The Best Leather Perfumes to Wear Now
There’s something ineffably tantalizing about the scent of leather. The warm, velvety smell of a new handbag’s untouched interior; the grassy, chestnutty aroma of an old book binding; the horsey tang of a weathered saddle. Leather has an umami-like olfactive deliciousness, but it also offers up a whiff of… What is that? Sex? Danger? Money?

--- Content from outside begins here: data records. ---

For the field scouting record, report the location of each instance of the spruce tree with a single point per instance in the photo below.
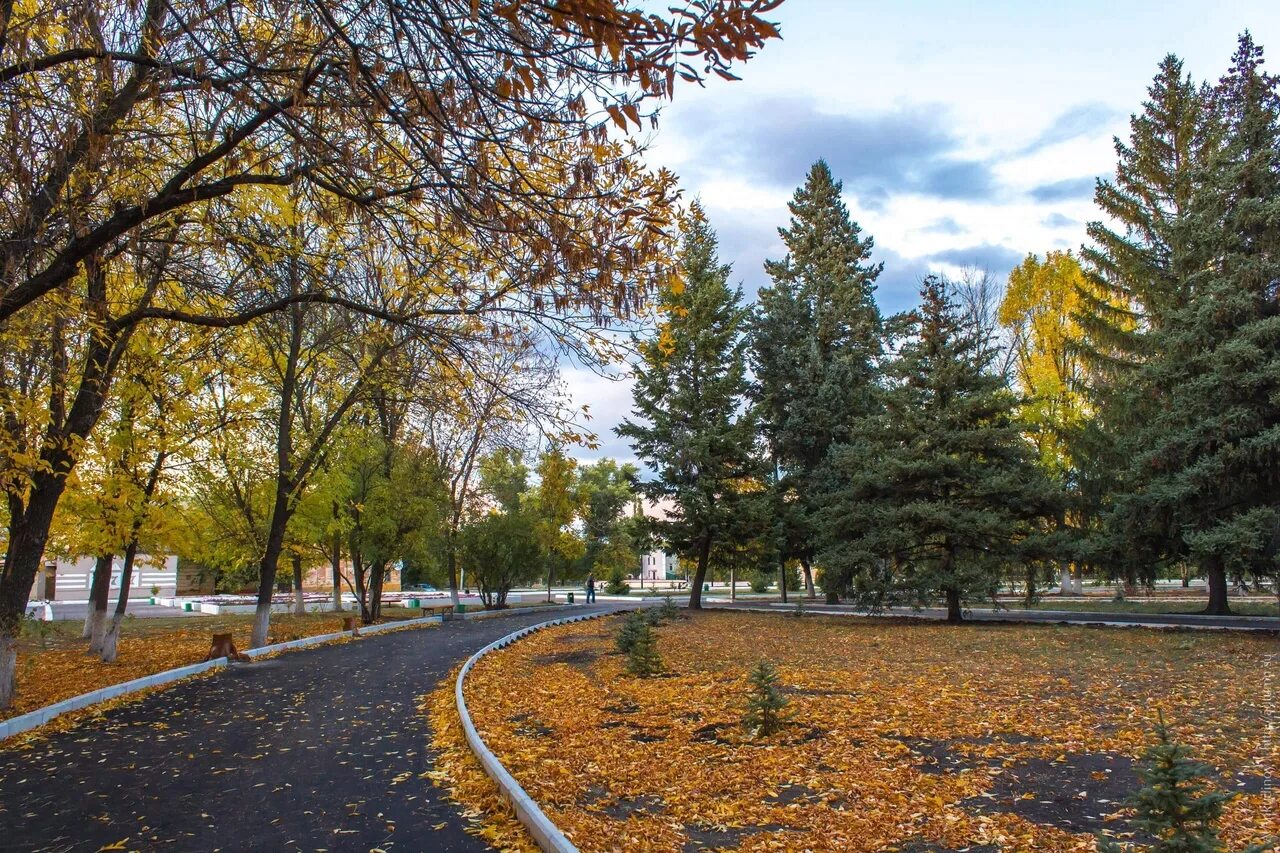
(766, 706)
(816, 342)
(643, 658)
(1205, 471)
(1139, 261)
(1176, 806)
(691, 424)
(937, 495)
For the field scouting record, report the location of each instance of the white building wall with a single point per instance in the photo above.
(658, 565)
(74, 578)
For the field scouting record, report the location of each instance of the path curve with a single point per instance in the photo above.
(320, 748)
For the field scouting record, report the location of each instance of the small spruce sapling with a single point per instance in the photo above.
(1176, 806)
(643, 660)
(766, 706)
(626, 637)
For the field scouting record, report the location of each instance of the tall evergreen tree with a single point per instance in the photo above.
(816, 342)
(935, 496)
(1206, 471)
(1141, 272)
(693, 425)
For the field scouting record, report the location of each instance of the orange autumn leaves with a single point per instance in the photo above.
(904, 735)
(62, 669)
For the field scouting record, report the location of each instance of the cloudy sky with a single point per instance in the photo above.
(965, 133)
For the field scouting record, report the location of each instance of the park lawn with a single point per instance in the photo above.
(914, 738)
(54, 662)
(1253, 606)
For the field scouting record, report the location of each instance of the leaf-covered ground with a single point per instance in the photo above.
(905, 737)
(58, 666)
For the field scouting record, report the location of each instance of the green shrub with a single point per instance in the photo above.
(626, 637)
(643, 660)
(617, 584)
(766, 705)
(1175, 803)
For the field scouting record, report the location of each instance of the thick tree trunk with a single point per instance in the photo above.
(337, 574)
(99, 593)
(8, 669)
(375, 592)
(954, 612)
(112, 638)
(28, 530)
(270, 561)
(300, 606)
(451, 559)
(695, 589)
(1216, 575)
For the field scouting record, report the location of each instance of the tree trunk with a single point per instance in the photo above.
(28, 530)
(300, 606)
(112, 638)
(451, 559)
(8, 669)
(1216, 574)
(337, 573)
(375, 592)
(280, 514)
(695, 591)
(954, 612)
(97, 597)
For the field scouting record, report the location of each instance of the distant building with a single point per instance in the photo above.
(71, 580)
(658, 565)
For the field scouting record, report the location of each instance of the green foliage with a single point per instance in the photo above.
(816, 341)
(643, 658)
(1176, 804)
(617, 584)
(1201, 450)
(766, 706)
(499, 551)
(938, 493)
(629, 630)
(691, 425)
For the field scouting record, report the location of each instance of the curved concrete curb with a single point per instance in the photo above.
(544, 831)
(40, 716)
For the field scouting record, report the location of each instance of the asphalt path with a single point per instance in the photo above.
(314, 749)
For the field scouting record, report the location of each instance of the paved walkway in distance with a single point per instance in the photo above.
(315, 749)
(988, 615)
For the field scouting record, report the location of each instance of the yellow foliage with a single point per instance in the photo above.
(631, 763)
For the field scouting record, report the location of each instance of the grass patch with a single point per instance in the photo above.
(58, 665)
(903, 737)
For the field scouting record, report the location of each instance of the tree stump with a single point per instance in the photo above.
(225, 647)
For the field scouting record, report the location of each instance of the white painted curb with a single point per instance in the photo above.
(544, 831)
(40, 716)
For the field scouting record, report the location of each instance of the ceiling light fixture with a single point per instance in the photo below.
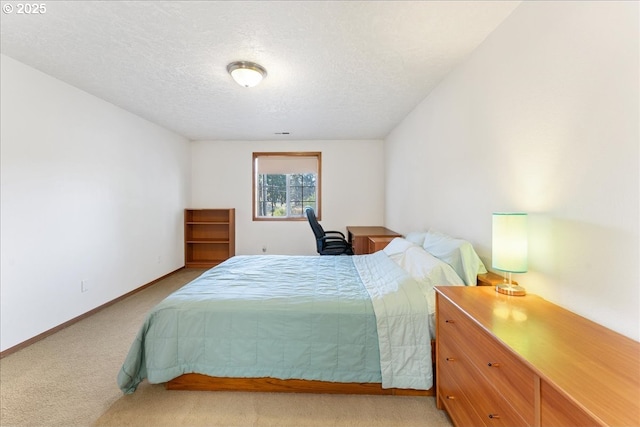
(245, 73)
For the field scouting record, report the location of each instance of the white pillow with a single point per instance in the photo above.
(416, 237)
(428, 271)
(458, 253)
(397, 247)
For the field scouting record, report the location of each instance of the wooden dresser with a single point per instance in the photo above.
(523, 361)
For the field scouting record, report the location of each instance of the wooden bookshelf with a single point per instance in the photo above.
(209, 237)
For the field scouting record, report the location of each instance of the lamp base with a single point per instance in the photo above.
(511, 289)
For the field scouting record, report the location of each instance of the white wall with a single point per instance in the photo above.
(89, 192)
(352, 190)
(542, 118)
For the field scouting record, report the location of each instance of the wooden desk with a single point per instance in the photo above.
(379, 243)
(358, 236)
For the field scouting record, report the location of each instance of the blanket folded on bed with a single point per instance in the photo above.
(402, 318)
(341, 319)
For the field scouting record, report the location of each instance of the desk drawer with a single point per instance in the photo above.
(496, 364)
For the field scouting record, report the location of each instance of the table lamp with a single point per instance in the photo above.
(509, 249)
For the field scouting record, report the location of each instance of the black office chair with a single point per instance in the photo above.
(328, 242)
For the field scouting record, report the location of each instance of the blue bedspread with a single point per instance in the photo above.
(284, 317)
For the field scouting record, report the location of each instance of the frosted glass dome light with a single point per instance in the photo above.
(247, 74)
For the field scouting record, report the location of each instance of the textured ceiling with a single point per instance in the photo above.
(337, 69)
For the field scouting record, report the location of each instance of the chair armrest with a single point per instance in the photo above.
(335, 232)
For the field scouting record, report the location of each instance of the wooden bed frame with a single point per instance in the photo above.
(207, 383)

Although distilling the smell of actual leather is possible—Louis Vuitton perfumer Jacques Cavallier-Belletrud achieved it, pairing a bespoke leather infusion with raspberry and osmanthus in the masterful Mille Feux—virtually all leather notes in perfumery are created from other ingredients. Resins gathered from styrax and labdanum shrubs, birch and juniper tar, essential oils of cassia and everlasting flower, not to mention an alphabet soup of synthetic molecules, can all be used to create a sort of trompe-nez effect, conjuring the impression of leather without using the material itself. But what is perhaps most interesting is why we want to smell this way at all.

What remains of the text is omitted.